I used auto levels in the colour photos and on each channel to make it the most automatic possible, and closer to what we do with the Rovers' photos.

posted on Apr, 8 2010 @ 12:50 AM
Hi to everyone!
I saw that there are several interesting discussions about "real" color of Mars: really well made this little guide

However after all these years that the rovers are on Mars, we can make some little observation.
Personally, I think there is no a cover-up about the color, but perhaps there is control over the issue of filters.

In most cases we have all the filters available when the rover photographed himself and rarely (but not for large portions of land) we have available combinations L4, L5 and L6. The filters more released are L2, L5, L6 or L2, L5, L7.
Now, look what happens to the various combinations (note in particular the colored bands on the right). In practice, for the most frequent combinations, shades are to approach. The result is that we have not less information but our eyes are unable to perceive details.


In the following scene we managed to turn the color to obtain a sundial very close to how it should be (note the box at the bottom left image). The filters were issued for this panorama are L2, L5 and L7: the result of their combination is visible in the lower left.


Well, after processing, there's green in the picture! If the conditions are correct, this green is very interesting: I'm not saying it must necessarily be something organic, minerals may be ... but it's very interesting!

posted on Apr, 8 2010 @ 02:52 AM
reply to post by 2_of_7


Intresting information. I don't know much on this subject the main reason for my reply was to ask is this nnew information that has not been posted in the main forums?
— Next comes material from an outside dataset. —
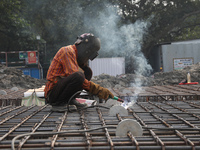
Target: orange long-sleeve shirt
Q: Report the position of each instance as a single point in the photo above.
(63, 64)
If so why not post it there rather than in a skunk works thread?
You more than likely will get a better response.

Just an idea, and good luck.


EDIT: Changed hoax to skunk works as I thought I was in the hoax forum, also removed comment about thread being debunked.

[edit on 8/4/2010 by TheDon]

posted on Oct, 26 2010 @ 04:34 AM
I'd like to add my own thoughts on the martian sky. Whether there's water or not I couldn't say, there probably is. But as far as the martian sky being blue, I used to think that it may have been true until I thought a bit about it. Here's my debunk.

As light travels through an atmosphere, the molecules and atoms of that atmosphere block some frequencies of light more than others, resulting in a particular hue unique to each atmosphere. That's why the sky is blue from the surface of the earth, and also from orbit.

In fact, if you're far away from the earth, you will still see the same blue-white color.

That's because the light would have to travel to a cloud or to the earth's surface in order to reflect back to your position, and in doing so they would travel through the color-filtering atmosphere of earth.

Given that we can establish what kind of color the sky would look from the perspective of a planet surface, by observing it from afar and noting the current color that we see, what kind of color do we see coming from the atmosphere of mars as we distantly observe it?

If the atmosphere of mars is too thin to filter much light, then looking up from the surface, the sky would be mostly black. If this were the case, then the rocks/dirt on mars would be the primary source of the reflected color.

But it turns out we can see there is an atmosphere on mars that is thick enough to filter colors from light. The horizon here is not darker than the landscape by any means.

posted on Oct, 26 2010 @ 11:44 AM
reply to post by ArMaP I would like the URL for the Viking image with the green line showing grids on the lander itself. See what I found.

posted on Oct, 26 2010 @ 12:03 PM
reply to post by Tenko

Discussing the "sky", and sunlight refraction as it occurs on Earth.

Versus Mars....Mars' atmosphere is quite thin, and therefore the sunlight will be affected differently, as perceived by human eyes, in visible light spectrum.

Just visited the NASM (National Air and Space Museum) in D.C. recently, and an exhibit is up displaying all sorts of wonderful photos, compiled from various space probes, from around the Solar System. One was a panorama compiled from some Rover "Opportunity" images of a sunset, on Mars. Because of the low angle, the depth of atmosphere is thicker, as the sunlight travels through. Causes a distinct blue glow, compared to what we see here, with thicker atmosphere, where the light frequencies shift to more reddish.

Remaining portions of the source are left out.